These are surely not the last words on Enron, but I wanted to share a few thoughts on the conclusion of Conglomerate Forum: Enron.
First, many of the commentators have discussed the deterrent effect of criminal law on corporate executives. As Nancy Rapoport's post from downtown Houston illustrates, however, this case was not about deterrence for most people. This was about punishment. And, in some cases, a felt need for revenge.

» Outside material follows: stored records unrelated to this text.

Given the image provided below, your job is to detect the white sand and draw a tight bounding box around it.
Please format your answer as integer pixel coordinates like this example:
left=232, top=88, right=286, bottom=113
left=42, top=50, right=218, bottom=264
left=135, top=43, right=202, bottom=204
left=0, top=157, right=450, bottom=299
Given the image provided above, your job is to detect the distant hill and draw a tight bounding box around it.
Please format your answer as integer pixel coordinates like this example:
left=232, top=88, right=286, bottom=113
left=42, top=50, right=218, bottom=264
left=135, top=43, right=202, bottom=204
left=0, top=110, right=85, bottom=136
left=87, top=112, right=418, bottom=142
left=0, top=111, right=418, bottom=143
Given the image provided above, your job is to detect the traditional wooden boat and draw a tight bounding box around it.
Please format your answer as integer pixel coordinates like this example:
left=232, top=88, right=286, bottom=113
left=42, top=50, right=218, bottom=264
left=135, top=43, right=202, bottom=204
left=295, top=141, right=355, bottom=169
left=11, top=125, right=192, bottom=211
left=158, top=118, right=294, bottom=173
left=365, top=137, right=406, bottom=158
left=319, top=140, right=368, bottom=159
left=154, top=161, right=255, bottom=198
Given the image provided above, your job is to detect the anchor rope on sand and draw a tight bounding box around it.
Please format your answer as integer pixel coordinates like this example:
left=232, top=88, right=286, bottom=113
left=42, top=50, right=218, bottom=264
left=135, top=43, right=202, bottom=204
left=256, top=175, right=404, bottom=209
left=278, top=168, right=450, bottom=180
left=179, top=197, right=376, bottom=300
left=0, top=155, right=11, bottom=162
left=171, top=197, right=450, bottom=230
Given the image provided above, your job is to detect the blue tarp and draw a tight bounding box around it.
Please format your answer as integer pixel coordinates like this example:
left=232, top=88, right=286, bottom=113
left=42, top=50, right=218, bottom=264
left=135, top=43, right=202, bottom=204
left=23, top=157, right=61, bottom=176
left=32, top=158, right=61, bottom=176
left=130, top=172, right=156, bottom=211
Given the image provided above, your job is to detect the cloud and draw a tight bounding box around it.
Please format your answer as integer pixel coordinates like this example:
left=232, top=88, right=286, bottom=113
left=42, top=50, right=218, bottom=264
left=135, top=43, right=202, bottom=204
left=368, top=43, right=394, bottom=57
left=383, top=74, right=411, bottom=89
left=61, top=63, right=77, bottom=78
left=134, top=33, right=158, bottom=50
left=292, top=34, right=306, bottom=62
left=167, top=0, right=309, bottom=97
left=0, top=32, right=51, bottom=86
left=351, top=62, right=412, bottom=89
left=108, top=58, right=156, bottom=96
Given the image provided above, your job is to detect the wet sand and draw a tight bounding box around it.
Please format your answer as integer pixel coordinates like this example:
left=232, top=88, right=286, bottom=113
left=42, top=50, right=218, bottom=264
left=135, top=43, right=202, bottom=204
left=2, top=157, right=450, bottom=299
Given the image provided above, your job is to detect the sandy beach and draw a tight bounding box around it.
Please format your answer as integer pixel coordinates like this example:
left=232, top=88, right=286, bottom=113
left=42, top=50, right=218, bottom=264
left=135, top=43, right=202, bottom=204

Second, several commenters, including most recently John Kroger, have expressed shock that some of the participants have reservations about the guilty verdicts. Yes, Enron was a colossal fraud. But the pre-trial narratives were mixed about Lay's and Skilling's roles in that fraud. Even though I followed the trial closely, and I thought the prosecutors did an excellent job, I find it hard to shake the notion that the real villain in Enron was Andy Fastow.
Third, this brings us to Lay's and Skilling's defense. Why did they believe that they could convince a jury that nothing untoward was happening at Enron? Why didn't they go with the pre-trial narratives that portrayed Lay as clueless and Skilling as distracted and emotionally troubled? Would that have made a difference?
Finally, I want to thank all of the participants and commenters in the Forum. I have very much enjoyed reading the posts and comments. I feel like I have learned a lot.